Son Dakika

Liselerde, ahlaki değerler öğretiminde ‘Takva, Salih Amel, Maruf ve Münker’ kavramları

Bu köşede kendi branşımla ilgili konuların nasıl işlenmesi gerektiği veya nasıl işlediğim konusunda yazılar yazıyorum.

Bu sayıda lise müfredatında var olan Ahlaki Değerler konusunun işlenmesinde ‘Takva, Salih Amel, Maruf ve Münker’ kavramlarının önemine ve nasıl işlenmeleri gerektiğine dair düşüncelerimi yazacağım.

Öncelikle Hz. Peygamberin (SAV) “Ben ahlaki değerleri tamamlamak için gönderildim” hadisinde geçen ‘Mekarime-l-ahlak’ tamlamasının ‘güzel ahlak’ olarak çevrilmesinin isabetli bir çeviri olmadığını söylemeliyim. ‘mekarim’ kerem, keramet gibi kelimelerle aynı kökten geldiği ve kök anlamının ‘değer’ olduğu, ahlak’ın da yaradılış ya da yaradılışsal özellikler anlamına geldiği düşünülürse, ‘yaradılışın/ fıtratın değerler’ini tamamlamanın/ kemale erdirmenin kast edildiğini söyleyebiliriz.

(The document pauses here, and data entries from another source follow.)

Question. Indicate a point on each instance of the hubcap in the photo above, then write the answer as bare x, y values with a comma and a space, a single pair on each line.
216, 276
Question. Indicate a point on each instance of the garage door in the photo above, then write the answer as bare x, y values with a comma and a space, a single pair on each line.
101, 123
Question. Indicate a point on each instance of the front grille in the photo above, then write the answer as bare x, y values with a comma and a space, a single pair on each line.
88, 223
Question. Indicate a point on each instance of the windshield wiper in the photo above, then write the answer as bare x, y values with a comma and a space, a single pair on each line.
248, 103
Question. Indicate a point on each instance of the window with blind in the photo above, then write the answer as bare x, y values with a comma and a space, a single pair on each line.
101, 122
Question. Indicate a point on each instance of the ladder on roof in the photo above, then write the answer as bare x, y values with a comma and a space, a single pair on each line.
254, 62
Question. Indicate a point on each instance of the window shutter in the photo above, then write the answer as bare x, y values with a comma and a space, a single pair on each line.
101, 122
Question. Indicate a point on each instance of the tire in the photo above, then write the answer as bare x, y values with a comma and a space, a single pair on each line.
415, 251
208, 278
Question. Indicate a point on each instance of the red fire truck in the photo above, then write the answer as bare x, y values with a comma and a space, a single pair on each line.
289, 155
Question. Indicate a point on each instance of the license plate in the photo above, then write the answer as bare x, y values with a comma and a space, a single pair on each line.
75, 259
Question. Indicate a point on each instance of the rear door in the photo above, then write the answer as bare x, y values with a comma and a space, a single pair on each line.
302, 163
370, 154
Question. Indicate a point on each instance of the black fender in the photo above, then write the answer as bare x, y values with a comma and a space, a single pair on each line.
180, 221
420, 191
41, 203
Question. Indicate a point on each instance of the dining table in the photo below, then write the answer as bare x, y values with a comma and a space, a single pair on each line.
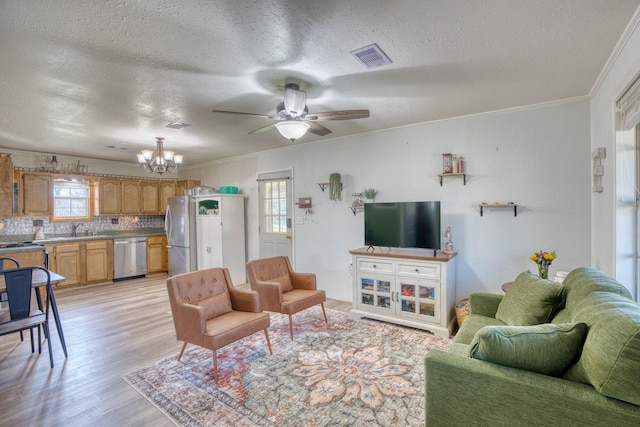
38, 280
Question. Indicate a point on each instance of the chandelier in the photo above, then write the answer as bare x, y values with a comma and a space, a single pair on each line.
161, 161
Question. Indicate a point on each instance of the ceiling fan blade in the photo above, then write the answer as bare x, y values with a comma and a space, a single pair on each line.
263, 129
318, 129
338, 115
294, 101
266, 116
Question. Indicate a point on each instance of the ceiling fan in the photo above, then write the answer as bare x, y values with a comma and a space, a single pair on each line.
293, 118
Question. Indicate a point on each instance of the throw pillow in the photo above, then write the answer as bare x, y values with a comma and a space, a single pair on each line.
285, 283
548, 349
529, 301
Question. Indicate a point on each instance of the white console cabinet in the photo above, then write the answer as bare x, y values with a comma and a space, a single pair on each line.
411, 287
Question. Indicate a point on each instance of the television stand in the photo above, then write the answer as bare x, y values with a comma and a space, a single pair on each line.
410, 287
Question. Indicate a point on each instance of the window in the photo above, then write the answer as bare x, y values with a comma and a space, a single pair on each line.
275, 206
71, 199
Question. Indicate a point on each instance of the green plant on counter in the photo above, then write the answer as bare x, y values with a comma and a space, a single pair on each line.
370, 193
335, 186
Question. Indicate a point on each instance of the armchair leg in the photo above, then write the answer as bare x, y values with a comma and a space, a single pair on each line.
290, 327
266, 335
215, 367
182, 351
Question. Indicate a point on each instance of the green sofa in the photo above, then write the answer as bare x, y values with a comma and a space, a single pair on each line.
577, 364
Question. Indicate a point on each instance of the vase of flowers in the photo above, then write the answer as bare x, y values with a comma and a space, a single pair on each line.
544, 260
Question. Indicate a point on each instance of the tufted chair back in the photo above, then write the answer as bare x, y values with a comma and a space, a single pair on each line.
208, 311
205, 288
283, 290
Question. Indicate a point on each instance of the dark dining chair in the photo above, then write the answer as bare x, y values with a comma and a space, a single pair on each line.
21, 315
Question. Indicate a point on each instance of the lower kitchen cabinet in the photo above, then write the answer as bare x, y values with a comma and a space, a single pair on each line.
98, 261
157, 261
82, 263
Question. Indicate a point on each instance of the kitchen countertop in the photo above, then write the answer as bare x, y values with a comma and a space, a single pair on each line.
62, 238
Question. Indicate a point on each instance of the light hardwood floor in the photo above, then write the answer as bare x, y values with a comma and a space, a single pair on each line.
110, 329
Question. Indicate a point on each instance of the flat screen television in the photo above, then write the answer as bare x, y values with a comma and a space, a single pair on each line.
402, 225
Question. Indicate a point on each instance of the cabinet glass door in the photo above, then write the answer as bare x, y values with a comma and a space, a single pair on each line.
418, 299
375, 293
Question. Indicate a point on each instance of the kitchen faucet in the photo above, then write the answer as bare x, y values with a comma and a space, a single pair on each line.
74, 229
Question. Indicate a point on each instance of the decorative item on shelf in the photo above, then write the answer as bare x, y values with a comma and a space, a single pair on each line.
448, 245
544, 260
447, 166
357, 204
370, 194
161, 161
304, 202
335, 186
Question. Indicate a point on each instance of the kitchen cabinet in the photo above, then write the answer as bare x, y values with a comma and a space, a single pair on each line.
156, 254
82, 262
68, 262
130, 196
37, 194
6, 186
109, 196
149, 197
98, 261
185, 184
167, 189
410, 287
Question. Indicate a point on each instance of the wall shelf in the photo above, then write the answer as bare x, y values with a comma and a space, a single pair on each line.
463, 175
355, 209
500, 205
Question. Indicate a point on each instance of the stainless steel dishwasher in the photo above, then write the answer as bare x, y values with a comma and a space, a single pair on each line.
129, 257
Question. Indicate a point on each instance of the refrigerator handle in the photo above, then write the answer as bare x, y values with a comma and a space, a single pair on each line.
167, 221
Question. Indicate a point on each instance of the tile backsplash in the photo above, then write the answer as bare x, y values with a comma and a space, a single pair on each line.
25, 225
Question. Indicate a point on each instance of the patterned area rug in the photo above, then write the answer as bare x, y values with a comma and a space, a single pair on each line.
347, 372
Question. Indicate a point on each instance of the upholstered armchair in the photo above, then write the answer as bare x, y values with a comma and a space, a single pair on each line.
208, 311
281, 289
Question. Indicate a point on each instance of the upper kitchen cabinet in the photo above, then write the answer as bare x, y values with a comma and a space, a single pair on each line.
185, 184
149, 197
6, 186
130, 196
109, 194
36, 194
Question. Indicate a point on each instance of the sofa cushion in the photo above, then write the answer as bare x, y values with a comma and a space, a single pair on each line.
216, 305
580, 283
472, 324
547, 349
610, 359
285, 283
529, 301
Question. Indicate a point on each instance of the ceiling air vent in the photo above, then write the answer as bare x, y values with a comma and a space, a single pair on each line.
177, 125
370, 56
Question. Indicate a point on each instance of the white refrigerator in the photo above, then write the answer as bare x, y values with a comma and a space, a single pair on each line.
205, 232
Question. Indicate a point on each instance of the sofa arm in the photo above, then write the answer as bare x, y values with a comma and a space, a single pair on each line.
464, 391
484, 304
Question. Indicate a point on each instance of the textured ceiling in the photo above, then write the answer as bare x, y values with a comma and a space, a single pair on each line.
77, 77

Ahlakın yaradılışsal değerlerini ‘Fıtri değerler’, ‘İnsan doğasında (Ahmet Kılınçkaya hocamın ifadesiyle ‘kursağında’) var olan değişmez değerler’ olarak anlayabiliriz. Peygamberlerin misyonu insan fıtratına yüklenmiş olan değerleri hatırlatmak ve hatırlamak istemeyenleri uyarmaktır.

Takva:

Mehmet Akif  Ersoy rahmetlinin ‘Ne irfandır veren ahlaka yükseklik ne vicdandır. Fazilet hissi insanlarda Allah korkusundandır” sözünde geçen ‘Allah korkusu’ ‘Takva’ karşılığında kullanılmasa da fazilet hissinin genellikle ‘Allah korkusu, Allah bilinci’ şeklinde çevrilen takvadan kaynaklandığını/ kaynaklanması gerektiğini düşünüyorum.
Nedir takva?
Şems süresinin 7. ve 11. Ayetleri arasında ‘takva’ nefsin, insan özüne/ kişiliğine (nefs) ilham edilen bir potansiyel ve fücurun zıddı olarak kullanılmaktadır. Takva, insanın özündeki/ kişiliğindeki ‘Sakındırıcı güç/ iç dinamik’ bizim ‘vicdan’ dediğimize karşılık olarak kullanılmıştır.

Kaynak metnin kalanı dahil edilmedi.